If you can bring compassion to your listening and reach down into the ground of common humanity, then you can move at the pace of grace. Sometimes that listening allows all the chatter to blow away and the genuine person underneath to surface.
Let’s face it, humans are messy creatures. Therefore human relationships are messy too. It takes a lot of personal reflection to realise you have a choice in every moment. Viktor Frankl pointed to that choice so elegantly in his work “Man’s Search for Meaning“. In it he said that when every other choice is taken away, all other freedoms are gone, you still have a choice. You have the choice about how you will respond.
The key lies in the gap between stimulus and response. Most of us don’t notice there is a gap. The stimulus comes in and we react according to our story of what just happened.
But take those letters REACT and shuffle them around. Add an “E” for equanimity and you get CREATE. The difference between REACT and CREATE is the difference between painting yourself into the corner of assumption and standing curious in the middle of the room, ready to move anywhere.
The key to mastering the gap? Breath. In the moment something happens don’t just do something, stand there*. Breathe deeply all the way down to your toes and ask a question instead. An assumption closes the door. A question opens it.

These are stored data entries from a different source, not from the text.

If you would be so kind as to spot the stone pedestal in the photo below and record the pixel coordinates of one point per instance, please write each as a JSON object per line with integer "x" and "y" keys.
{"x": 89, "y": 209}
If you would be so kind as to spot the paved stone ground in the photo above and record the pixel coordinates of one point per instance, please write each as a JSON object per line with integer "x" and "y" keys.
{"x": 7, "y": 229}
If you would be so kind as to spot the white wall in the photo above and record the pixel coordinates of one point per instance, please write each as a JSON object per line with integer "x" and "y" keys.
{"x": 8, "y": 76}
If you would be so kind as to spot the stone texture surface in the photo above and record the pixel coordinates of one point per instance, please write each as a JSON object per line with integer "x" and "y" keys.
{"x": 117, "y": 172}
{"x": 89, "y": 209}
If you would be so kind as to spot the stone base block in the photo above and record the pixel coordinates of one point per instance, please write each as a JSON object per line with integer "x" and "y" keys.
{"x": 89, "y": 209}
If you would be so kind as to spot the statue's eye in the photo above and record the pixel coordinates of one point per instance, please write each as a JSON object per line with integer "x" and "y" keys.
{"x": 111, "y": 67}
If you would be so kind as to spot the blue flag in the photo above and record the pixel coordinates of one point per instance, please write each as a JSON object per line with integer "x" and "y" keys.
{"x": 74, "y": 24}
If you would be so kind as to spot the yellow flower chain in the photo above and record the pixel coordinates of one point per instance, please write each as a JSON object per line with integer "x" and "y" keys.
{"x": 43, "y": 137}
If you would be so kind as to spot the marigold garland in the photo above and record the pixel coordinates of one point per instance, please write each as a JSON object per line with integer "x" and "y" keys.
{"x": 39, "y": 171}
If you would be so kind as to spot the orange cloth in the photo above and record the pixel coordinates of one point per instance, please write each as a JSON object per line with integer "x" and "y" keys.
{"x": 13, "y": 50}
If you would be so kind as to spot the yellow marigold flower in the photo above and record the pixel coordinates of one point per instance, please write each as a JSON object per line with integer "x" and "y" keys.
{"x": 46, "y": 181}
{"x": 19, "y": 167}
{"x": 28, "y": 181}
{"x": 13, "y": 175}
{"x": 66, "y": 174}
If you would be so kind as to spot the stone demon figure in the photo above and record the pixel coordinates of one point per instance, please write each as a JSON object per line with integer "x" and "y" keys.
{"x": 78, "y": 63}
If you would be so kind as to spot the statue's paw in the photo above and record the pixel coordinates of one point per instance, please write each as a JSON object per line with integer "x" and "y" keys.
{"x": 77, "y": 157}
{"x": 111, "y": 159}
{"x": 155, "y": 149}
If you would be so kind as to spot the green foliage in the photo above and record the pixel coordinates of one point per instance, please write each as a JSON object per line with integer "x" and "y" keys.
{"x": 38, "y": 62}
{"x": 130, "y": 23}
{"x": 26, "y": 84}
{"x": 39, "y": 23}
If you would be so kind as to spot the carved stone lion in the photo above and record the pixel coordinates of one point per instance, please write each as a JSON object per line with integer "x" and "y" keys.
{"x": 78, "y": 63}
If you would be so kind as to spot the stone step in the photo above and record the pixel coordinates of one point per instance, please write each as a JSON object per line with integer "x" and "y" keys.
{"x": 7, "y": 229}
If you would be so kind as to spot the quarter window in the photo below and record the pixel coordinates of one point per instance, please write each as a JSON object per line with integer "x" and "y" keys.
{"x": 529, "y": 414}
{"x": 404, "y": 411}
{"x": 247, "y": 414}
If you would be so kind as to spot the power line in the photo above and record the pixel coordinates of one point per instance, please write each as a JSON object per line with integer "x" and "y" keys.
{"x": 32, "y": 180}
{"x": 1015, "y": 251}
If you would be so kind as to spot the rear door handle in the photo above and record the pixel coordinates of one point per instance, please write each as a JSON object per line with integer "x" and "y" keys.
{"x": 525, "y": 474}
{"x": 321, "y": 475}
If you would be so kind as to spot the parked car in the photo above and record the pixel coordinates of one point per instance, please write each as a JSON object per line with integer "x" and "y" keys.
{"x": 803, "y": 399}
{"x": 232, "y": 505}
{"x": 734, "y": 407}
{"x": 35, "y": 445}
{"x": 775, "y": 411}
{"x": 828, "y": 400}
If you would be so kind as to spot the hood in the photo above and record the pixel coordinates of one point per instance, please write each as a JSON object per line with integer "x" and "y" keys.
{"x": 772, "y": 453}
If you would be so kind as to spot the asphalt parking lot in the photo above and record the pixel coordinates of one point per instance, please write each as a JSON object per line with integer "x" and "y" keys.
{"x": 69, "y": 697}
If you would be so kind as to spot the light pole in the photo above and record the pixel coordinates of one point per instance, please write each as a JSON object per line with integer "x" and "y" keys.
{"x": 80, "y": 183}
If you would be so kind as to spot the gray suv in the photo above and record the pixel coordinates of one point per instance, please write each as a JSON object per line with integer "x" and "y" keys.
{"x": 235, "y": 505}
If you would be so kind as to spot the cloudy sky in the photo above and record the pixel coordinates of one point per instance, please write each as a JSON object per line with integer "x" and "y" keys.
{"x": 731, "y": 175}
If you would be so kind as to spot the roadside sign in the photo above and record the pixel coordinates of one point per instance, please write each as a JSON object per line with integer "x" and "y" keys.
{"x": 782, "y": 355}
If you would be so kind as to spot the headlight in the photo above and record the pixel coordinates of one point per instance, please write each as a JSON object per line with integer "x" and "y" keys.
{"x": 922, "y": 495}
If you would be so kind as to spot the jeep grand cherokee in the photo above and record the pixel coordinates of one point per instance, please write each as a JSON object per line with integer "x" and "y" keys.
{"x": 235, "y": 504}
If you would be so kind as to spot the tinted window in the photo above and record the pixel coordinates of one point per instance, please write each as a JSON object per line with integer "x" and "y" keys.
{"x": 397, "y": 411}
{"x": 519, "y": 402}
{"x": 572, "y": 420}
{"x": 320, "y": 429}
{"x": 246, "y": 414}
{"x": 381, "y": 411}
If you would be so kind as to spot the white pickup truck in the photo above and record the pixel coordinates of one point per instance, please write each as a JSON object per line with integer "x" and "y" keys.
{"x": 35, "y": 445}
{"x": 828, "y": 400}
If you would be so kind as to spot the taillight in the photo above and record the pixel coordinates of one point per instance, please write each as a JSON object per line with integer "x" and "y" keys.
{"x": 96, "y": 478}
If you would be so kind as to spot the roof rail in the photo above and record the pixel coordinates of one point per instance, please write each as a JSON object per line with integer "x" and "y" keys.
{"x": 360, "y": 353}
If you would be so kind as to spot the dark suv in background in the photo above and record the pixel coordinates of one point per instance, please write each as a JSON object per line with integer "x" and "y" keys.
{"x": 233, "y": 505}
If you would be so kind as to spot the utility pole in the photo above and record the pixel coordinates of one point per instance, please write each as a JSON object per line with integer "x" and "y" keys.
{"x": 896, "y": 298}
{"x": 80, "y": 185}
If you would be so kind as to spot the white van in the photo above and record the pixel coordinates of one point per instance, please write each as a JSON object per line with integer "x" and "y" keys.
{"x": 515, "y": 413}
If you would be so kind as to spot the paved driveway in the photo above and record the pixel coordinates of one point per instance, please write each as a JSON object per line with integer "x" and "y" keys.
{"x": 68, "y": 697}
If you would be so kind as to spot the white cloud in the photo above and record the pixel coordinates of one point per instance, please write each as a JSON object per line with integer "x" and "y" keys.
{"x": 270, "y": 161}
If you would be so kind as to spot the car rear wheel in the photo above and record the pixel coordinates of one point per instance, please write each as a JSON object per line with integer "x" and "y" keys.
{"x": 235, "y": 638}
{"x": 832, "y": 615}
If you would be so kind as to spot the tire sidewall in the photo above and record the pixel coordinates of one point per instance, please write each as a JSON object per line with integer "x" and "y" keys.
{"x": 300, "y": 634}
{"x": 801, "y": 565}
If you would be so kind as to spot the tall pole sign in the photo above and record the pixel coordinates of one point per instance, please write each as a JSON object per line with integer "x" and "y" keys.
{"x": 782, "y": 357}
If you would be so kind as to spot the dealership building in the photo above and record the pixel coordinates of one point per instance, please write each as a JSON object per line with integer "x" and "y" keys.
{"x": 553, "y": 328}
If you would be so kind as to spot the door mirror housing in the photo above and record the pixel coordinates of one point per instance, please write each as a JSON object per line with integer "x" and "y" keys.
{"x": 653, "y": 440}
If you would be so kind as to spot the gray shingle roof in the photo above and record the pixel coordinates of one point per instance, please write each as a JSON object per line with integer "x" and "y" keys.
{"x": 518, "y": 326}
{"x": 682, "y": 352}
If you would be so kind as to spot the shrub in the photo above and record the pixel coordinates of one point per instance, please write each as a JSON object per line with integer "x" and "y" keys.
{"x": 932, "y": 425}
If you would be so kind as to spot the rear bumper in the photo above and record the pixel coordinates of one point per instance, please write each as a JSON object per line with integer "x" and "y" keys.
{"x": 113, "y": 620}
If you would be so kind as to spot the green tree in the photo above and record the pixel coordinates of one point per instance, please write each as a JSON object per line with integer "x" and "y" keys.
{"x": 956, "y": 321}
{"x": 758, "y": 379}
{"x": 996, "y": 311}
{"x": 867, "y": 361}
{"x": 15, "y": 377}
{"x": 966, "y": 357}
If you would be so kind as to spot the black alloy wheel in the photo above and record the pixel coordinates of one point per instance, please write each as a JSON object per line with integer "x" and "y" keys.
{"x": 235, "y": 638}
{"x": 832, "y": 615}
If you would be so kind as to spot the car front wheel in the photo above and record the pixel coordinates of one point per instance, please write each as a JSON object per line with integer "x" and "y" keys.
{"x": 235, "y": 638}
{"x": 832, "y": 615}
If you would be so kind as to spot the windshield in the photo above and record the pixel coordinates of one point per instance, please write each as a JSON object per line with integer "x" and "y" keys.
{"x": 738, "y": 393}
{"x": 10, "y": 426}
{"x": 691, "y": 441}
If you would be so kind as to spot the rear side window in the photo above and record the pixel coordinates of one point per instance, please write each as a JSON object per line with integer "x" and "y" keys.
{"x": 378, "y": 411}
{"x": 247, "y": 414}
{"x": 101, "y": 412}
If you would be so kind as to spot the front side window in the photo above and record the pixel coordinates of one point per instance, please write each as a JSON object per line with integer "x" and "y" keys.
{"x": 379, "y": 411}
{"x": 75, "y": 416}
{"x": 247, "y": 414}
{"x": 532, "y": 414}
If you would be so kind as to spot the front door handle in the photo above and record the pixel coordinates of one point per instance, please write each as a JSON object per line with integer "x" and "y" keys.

Every human being on the planet is looking for just two things — love and acceptance. Sometimes they aren’t very skilful in how they go about trying to get those things. I’ve noticed that people often repeat themselves and get louder as they keep going. I’ve come to realise it is because they feel they’ve never really been listened to. They’ve never felt themselves fully accepted. If they had, they would be able to listen first instead of trying to assert their point more strongly.
That makes it really interesting to have a look at who gets to speak and who gets listened to in any culture. It intrigued me to see the data around how much men spoke and much women spoke across the series of Game of Thrones. The data was compiled by Ceretai, a Swedish start-up that uses machine learning to analyse diversity in popular culture. This just picks up one aspect of our culture — gender bias — but there are so many more dynamics to have a look at.
Stephen Covey had as one of his seven habits of highly effective people seek first to understand. then to be understood. The fastest way to do that is listening. We talk about listening as a skill, or maybe an art. But in truth, listening is a service, one of the greatest acts of love you can offer another human being. It is the beginning of what might be. Start listening and invite someone in today.
* Also the name of a great book by Marvin Weisbord and Sandra Janoff.